Хельмут Торригаль, Стелламарис Торригаль. Вробург
Ступени возвышения были нарочно сделаны пологими, задолго до события, с таким трепетом ожидаемого всеми городскими насельниками, только Эстрелья сбила дыхание еще на подступах к месту. По ней самой этого, однако, видно почти не было: величавая Госпожа Господ в тяжелой парче и мехах, а что куколь назад откинут и лицо разрумянилось – так понятное дело: хоть и середина зимы, да не такие уж морозы, птицы на лету не падают, как бывало. Вон, поглядите, Сберегатели Ноши как от нашей Госпожи приотстали – ее чище чем стужи боятся.
Так судачил избранный изо всех трех главных сословий народ, представители коего, собравшись на трибунах, смирно ждали начала События с большой буквы и его разрешения. Билеты распределяли много заранее урочного срока, определенного по звездам в ночном небе и полосам облаков в дневном – хотя вот точное число на них всё одно не присутствовало.
Дойдя до цели, Эстрелья не выдержала – показала взглядом: руку дайте. В ответ протянулись целых две, Стеллы и Ситалхо. Ее вытянули наверх мигом, как пробку из бутылки или редиску с грядки.
– Как ты? Фалассо нас тут всех заводит, как пружинку от часов, – говорит Стелламарис.
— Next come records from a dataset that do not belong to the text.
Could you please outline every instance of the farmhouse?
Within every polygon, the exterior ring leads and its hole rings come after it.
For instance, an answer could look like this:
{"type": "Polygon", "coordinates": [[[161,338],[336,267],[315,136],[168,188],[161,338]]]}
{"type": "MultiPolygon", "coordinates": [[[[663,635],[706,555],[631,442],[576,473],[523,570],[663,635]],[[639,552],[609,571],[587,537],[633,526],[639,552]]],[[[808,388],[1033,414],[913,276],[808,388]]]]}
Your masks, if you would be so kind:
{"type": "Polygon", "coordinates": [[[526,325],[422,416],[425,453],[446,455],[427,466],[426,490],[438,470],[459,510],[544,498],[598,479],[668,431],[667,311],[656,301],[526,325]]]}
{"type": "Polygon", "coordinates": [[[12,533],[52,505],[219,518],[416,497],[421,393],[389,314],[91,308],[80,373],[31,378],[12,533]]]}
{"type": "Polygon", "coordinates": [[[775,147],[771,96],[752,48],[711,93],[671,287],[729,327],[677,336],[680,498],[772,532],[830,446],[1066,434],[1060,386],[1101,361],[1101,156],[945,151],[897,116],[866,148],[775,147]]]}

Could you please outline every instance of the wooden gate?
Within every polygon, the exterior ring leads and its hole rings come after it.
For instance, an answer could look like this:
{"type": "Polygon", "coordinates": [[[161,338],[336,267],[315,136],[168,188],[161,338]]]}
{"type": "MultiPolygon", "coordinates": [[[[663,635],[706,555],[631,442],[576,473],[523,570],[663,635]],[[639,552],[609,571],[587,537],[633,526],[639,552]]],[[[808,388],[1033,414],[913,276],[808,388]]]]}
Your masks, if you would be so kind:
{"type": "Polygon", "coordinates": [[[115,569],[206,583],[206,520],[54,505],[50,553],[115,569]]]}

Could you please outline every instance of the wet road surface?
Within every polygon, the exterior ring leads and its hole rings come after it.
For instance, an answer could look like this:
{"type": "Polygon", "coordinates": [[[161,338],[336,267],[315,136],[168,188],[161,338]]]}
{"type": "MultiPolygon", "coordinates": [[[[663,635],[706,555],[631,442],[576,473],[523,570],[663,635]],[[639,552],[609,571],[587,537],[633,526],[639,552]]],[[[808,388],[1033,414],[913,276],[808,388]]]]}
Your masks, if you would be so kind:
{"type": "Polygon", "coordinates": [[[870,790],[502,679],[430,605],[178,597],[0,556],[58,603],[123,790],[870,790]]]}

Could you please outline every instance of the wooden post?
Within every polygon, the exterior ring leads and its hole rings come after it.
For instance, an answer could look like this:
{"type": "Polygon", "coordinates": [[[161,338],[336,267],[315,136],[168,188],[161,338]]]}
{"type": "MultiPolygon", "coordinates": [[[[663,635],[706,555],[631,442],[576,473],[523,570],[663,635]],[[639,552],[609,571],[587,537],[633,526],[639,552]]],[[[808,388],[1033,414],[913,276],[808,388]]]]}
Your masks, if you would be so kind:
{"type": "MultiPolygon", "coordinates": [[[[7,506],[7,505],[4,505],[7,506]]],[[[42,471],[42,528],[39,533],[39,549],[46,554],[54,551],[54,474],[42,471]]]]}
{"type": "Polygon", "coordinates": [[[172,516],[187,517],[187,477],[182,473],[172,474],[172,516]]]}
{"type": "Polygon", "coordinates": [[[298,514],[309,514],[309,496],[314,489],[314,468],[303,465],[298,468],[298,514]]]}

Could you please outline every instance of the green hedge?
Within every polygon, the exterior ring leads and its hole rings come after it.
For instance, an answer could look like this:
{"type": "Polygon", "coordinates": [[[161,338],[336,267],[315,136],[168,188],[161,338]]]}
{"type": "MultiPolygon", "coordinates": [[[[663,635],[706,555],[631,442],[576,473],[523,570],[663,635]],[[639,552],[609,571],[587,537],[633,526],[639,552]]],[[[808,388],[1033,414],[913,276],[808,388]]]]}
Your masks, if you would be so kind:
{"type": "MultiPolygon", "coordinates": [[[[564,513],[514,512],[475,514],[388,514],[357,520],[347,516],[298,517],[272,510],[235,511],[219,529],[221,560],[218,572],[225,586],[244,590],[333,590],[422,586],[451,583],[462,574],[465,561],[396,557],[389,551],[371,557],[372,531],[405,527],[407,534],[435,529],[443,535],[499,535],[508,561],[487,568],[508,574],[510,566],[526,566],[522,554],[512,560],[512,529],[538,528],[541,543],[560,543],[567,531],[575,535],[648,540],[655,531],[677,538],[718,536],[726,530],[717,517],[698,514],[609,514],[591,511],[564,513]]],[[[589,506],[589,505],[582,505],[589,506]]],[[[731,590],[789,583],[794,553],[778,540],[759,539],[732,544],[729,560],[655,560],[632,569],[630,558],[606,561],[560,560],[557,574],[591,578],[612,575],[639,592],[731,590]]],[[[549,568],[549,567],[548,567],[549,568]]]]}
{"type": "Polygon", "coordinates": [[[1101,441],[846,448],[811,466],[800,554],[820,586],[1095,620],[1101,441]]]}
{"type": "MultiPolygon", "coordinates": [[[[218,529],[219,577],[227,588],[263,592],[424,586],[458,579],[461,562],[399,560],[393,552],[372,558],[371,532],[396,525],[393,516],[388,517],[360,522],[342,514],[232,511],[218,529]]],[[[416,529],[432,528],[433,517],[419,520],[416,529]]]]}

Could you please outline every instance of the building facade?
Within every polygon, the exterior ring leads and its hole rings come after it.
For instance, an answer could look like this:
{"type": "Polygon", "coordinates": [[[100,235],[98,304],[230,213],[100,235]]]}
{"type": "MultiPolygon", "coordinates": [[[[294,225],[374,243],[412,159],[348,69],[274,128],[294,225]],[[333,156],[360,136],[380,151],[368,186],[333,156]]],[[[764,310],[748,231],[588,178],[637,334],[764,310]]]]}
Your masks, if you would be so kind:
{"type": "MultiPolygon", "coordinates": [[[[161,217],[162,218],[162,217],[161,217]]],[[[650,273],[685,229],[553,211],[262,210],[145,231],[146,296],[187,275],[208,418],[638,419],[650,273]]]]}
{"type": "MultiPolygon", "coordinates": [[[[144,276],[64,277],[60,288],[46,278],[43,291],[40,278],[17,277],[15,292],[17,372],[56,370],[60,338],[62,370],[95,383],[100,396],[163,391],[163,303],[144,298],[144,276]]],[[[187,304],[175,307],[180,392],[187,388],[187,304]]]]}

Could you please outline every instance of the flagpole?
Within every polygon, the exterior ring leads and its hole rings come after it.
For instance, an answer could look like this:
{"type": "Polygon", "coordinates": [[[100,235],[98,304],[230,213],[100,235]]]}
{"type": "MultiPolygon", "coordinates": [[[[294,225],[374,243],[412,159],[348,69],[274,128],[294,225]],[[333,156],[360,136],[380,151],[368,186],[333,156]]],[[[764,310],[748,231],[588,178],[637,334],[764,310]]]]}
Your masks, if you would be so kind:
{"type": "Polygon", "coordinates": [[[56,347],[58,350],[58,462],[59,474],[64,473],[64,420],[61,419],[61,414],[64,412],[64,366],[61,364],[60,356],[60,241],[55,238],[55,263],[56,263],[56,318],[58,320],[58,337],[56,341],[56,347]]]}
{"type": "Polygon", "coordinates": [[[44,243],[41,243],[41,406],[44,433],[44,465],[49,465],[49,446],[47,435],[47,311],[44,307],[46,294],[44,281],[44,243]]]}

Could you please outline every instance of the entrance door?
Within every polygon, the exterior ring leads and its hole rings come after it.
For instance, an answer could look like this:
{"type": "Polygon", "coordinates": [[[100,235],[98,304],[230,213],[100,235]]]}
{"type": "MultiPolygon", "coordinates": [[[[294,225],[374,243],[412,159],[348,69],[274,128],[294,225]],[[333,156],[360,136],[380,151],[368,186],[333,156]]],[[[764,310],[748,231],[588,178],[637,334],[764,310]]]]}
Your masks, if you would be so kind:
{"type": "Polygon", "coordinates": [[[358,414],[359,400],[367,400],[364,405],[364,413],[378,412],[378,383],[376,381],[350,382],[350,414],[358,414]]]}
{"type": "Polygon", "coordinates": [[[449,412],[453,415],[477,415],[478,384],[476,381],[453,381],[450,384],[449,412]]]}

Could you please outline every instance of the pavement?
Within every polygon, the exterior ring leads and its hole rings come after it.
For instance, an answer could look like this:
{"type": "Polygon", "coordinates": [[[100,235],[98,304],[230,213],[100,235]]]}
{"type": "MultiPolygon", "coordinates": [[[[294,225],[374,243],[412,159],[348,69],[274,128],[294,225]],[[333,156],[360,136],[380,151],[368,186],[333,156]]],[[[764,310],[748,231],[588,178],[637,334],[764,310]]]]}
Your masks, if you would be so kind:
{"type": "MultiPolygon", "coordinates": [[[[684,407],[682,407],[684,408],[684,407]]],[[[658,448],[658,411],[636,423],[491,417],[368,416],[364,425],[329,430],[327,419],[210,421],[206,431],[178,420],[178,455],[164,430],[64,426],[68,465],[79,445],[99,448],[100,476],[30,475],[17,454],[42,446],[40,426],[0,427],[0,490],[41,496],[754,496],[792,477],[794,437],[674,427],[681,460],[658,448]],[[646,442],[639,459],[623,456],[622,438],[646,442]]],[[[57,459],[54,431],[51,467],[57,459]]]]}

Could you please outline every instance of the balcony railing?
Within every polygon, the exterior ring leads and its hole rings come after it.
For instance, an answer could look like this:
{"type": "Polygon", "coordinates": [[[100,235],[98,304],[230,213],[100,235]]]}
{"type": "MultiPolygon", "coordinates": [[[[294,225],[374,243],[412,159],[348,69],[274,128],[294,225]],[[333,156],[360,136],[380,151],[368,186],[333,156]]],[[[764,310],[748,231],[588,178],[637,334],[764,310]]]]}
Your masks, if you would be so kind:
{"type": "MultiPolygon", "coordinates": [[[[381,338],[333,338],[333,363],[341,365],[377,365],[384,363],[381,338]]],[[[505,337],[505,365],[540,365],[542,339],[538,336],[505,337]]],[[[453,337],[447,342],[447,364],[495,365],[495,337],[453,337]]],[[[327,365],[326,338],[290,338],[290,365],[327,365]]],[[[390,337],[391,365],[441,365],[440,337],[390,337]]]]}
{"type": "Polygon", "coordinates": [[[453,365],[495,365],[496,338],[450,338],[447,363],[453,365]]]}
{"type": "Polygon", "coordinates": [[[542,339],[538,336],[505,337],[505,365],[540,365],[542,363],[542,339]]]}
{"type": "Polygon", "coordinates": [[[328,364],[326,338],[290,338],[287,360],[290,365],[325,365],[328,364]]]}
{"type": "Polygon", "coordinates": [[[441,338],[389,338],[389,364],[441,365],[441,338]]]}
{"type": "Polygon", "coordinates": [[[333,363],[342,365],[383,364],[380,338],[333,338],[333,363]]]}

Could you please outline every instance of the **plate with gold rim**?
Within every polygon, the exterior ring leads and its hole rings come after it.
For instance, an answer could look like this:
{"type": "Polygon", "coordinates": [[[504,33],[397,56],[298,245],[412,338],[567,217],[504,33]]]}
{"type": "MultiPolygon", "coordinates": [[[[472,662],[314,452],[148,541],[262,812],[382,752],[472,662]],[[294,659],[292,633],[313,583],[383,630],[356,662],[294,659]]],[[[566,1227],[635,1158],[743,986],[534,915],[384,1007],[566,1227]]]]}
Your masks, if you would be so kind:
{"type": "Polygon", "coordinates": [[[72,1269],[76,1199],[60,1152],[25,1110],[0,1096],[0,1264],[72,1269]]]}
– Касторовое масло уже давно снаружи, а не внутри. А вот что через каждые десять вдохов меня прямо всю выжимает, будто прачка мокрое белье – это будет похлеще. Еле осанку держу.
– Молодчина. На твоем месте я бы сюда колесом катилась, будто жонглёр на ярмарке.
Обе женщины под руки доводят королеву-регентшу до гигантской резной кровати под гербовым балдахином. Здесь тепло, даже жарко: в глубоких медных чашах разожжены костры из дубовых полешек и можжевеловой стружки, пламя в них и под котлом с теплой водой поддерживают уже с раннего утра, когда над главным домом Вробургской Цитадели взвился алый флаг.